2. Department of Ophthalmology, Eye & ENT Hospital, State Key Laboratory of Medical Neurobiology, Fudan University, Shanghai 200031, China.
3. Institute of Precision Medicine, the Ninth People's Hospital, Shanghai Jiao Tong University School of Medicine, Shanghai 200125, China.
4. Institute of Metabolism and Integrative Biology, Fudan University, Shanghai 200438, China.

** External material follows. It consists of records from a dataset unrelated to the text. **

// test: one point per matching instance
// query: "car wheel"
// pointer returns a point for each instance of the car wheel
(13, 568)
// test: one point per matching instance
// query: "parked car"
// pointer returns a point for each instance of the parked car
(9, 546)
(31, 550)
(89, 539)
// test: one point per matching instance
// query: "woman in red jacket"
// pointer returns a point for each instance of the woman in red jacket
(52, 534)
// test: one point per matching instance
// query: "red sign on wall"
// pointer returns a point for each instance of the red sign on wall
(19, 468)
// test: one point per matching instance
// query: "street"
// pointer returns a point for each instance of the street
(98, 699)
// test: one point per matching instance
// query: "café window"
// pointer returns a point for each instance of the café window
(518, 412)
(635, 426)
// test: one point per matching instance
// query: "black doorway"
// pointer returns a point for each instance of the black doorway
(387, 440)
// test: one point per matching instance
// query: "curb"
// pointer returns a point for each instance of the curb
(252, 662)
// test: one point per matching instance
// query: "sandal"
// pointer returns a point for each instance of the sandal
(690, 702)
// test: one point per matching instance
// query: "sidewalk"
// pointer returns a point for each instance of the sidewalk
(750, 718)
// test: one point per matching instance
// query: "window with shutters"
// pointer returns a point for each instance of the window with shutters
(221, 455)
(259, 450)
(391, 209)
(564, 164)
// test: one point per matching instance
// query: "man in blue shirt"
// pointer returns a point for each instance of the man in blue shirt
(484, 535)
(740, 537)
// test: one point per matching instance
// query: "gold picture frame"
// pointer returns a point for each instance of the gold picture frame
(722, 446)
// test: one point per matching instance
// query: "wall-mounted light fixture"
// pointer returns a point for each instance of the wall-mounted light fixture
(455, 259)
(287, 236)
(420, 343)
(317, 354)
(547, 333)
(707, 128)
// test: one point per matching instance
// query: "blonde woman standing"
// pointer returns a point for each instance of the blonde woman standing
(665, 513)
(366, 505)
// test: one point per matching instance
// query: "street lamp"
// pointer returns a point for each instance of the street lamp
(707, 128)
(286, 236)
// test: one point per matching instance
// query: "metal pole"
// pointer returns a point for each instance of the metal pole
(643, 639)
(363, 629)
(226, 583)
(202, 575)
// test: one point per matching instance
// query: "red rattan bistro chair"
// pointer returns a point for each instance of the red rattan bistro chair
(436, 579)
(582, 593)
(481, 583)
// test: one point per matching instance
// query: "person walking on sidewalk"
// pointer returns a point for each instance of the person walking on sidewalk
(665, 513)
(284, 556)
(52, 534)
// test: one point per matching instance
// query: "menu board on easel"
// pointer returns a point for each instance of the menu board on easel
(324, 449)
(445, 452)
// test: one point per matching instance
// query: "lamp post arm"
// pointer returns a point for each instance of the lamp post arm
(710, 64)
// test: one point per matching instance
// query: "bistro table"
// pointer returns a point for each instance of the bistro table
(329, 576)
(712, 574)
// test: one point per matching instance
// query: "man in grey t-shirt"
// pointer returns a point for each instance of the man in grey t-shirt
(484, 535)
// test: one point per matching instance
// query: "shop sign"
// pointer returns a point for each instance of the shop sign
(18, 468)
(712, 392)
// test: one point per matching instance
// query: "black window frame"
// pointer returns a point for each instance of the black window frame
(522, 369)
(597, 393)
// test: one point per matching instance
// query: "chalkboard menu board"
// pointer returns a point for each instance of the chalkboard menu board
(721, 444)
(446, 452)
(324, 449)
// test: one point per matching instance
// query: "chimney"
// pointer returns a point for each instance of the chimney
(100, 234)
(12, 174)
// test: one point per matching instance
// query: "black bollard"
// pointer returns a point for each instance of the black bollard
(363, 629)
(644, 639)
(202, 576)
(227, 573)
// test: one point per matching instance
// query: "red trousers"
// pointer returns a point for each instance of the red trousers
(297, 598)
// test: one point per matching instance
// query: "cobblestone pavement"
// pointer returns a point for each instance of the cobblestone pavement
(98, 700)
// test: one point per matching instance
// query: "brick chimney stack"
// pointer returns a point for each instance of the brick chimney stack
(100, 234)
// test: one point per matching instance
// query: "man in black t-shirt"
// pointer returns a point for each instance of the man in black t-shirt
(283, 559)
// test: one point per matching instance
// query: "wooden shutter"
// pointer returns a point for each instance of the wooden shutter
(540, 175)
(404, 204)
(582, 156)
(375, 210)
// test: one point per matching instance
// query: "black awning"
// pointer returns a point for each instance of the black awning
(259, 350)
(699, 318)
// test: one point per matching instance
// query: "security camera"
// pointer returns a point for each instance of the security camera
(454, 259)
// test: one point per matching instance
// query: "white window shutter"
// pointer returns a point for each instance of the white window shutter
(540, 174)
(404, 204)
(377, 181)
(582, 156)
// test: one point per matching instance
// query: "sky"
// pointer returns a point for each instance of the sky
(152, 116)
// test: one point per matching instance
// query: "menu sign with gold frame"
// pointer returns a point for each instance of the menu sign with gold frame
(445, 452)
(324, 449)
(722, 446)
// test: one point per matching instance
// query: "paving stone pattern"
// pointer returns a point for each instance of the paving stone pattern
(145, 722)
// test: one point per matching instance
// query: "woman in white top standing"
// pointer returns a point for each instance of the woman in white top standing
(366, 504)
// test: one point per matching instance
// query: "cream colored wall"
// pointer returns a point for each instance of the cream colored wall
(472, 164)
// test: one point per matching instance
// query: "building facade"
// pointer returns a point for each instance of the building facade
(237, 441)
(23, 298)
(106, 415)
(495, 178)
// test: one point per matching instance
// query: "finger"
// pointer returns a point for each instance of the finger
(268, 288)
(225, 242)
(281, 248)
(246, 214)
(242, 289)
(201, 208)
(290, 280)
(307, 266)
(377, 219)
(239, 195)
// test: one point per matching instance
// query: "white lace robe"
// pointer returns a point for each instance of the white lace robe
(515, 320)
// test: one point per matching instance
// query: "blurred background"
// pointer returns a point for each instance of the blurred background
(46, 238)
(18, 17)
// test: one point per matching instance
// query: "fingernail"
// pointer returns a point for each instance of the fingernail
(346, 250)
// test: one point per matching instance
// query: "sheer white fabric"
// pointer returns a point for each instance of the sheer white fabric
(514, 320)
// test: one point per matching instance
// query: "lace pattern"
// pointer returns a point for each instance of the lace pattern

Publication Type:Journal Article
Keywords: Dry eye disease; Human corneal epithelial cells; Meibomian glands; SMS2 inhibitor; Sphingomyelin; Sphingomyelin synthase 2; Thiophene carboxamide; Tumor necrosis factor receptor 1
From: Acta Pharmaceutica Sinica B 2025;15(1):392-408
CountryChina
Language:English
Abstract: Dry eye disease (DED) is a prevalent and intractable ocular disease induced by a variety of causes. Elevated sphingomyelin (SM) levels and pro-inflammatory cytokines were detected on the ocular surface of DED patients, particularly in the meibomian glands. Sphingomyelin synthase 2 (SMS2), one of the proteins involved in SM synthesis, would light a novel way of developing a DED therapy strategy. Herein, we report the design and optimization of a series of novel thiophene carboxamide derivatives to afford 14l with an improved highly potent inhibitory activity on SM synthesis (IC_{50, SMS2} = 28 nmol/L). Moreover, 14l exhibited a notable protective effect of anti-inflammation and anti-apoptosis on human corneal epithelial cells (HCEC) under TNF-α-hyperosmotic stress conditions in vitro, with an acceptable ocular specific distribution (corneas and meibomian glands) and pharmacokinetics (PK) profiles (t _{1/2, cornea} = 1.11 h; t _{1/2, meibomian glands} = 4.32 h) in rats. Furthermore, 14l alleviated the dry eye symptoms including corneal fluorescein staining scores and tear secretion in a dose-dependent manner in mice. Mechanically, 14l reduced the mRNA expression of Tnf-α, Il-1β and Mmp-9 in corneas, as well as the proportion of very long chain SM in meibomian glands. Our findings provide a new strategy for DED therapy based on selective SMS2 inhibitors.